Ungovernable

Charles Pierce:

Which brings me to a question to which I do not have a complete answer — is the country ungovernable right now because the Republicans have made it so, or are the Republicans merely taking advantage of the fact that, through its creaky institutional structures and through an unforgiveable lassitude towards the obligations of self-government on the part of the American people, the country has become ungovernable in and of itself.

The apparent lack of oversight and preparation in the implementation of the ACA is unforgivable, and the president and the Democratic party will (and should) pay something of a political price for it. But the fact is that the country wanted its massively fractured health-care system fixed, and it had wanted that system fixed since before Bill Clinton tried it back in the early 1990’s.

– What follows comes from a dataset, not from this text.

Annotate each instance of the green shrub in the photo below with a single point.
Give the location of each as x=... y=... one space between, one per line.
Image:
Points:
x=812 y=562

A completely ludicrous percentage of the country also wants criminal background checks on gun purchases. Right now, if you believe the polls, it is massively in favor of raising the minimum wage. And, actually, if you go below the surface of the polling on the ACA and health-care reform, you find a substantial portion of the country that doesn’t like the embattled law because it doesn’t go far enough toward health-care’s being a right, not a privilege and, in any case, the country repeatedly stated throughout the last 20 years that the status quo ante was an unacceptable combination of corporate avarice and personal tragedy. And yet, that is where the debate is right now, no matter how much Fred Upton says otherwise from deep in the pockets of the people who make money off human misery.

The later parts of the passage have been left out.